Au contraire, il n’en est pas de l’humour comme de l’art tragique, et M. Bahnsen n’a pas tort d’y voir la justification de son pessimisme, si toutefois le jugement que l’humoriste porte sur la vie n’est pas un jugement hâtif et encore incomplet.

L’humour, dit M. Bahnsen, est le contre-pied de l’art : il y a entre eux le même rapport qu’entre l’enfance avec ses illusions et l’âge mûr avec sa virile tristesse. — Il est vrai : l’art nous plaît parce qu’il nous enlève à la vie réelle et sérieuse, pour nous ravir dans quelque monde idéal, et l’humour est sombre parce qu’il ne peut détacher ses regards des laideurs de la réalité. Il la raille, il en analyse les biens prétendus, gloire, richesses, pouvoir, beauté et le reste ; il les réduit à leurs éléments ; et, ainsi décomposés, il nous montre ce qu’ils sont, et n’est satisfait que s’il nous dégoûte et d’eux et de nous-mêmes, qui nous y sommes attachés. Mais, par cela seul qu’il méprise le réel, il déclare qu’il possède un idéal ; quand Méphistophélès veut railler la beauté de Marguerite, il faut qu’il nous rappelle l’infinie puissance du Créateur et qu’il évoque en nous quelque vague idée des chefs-d’œuvre qui en auraient pu sortir et devant lesquels pâlirait celui-là : « Après tout, quand un Dieu s’est donné pendant sept jours un mal de diable et qu’ensuite il s’est dit : Bravo ! il doit en résulter quelque chose d’assez réussi ! »

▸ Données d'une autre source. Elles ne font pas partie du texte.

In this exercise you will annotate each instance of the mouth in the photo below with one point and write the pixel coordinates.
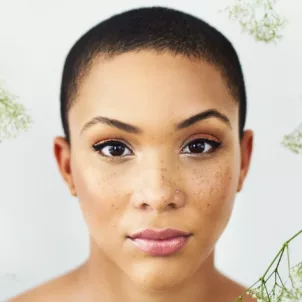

C’est donc au nom de l’idéal que l’humour insulte le réel. — Or cette insulte, c’est déjà une comparaison, c’est un premier lien entre les deux. Si l’humoriste dédaignait le monde entièrement, pourquoi ne le fuirait-il pas ? pourquoi ne pourrait-il en détacher ses yeux ? Il s’irrite contre le réel ; c’est donc qu’il s’y intéresse. Il s’indigne de le voir si éloigné de l’idéal ; c’est donc qu’il voudrait le voir s’en rapprocher ; il déclare par le fait qu’à ses yeux ce rapprochement devrait se faire. Il a comme un pressentiment de la dignité du réel et du caractère impératif de l’idéal. C’est par là qu’il dépasse l’art.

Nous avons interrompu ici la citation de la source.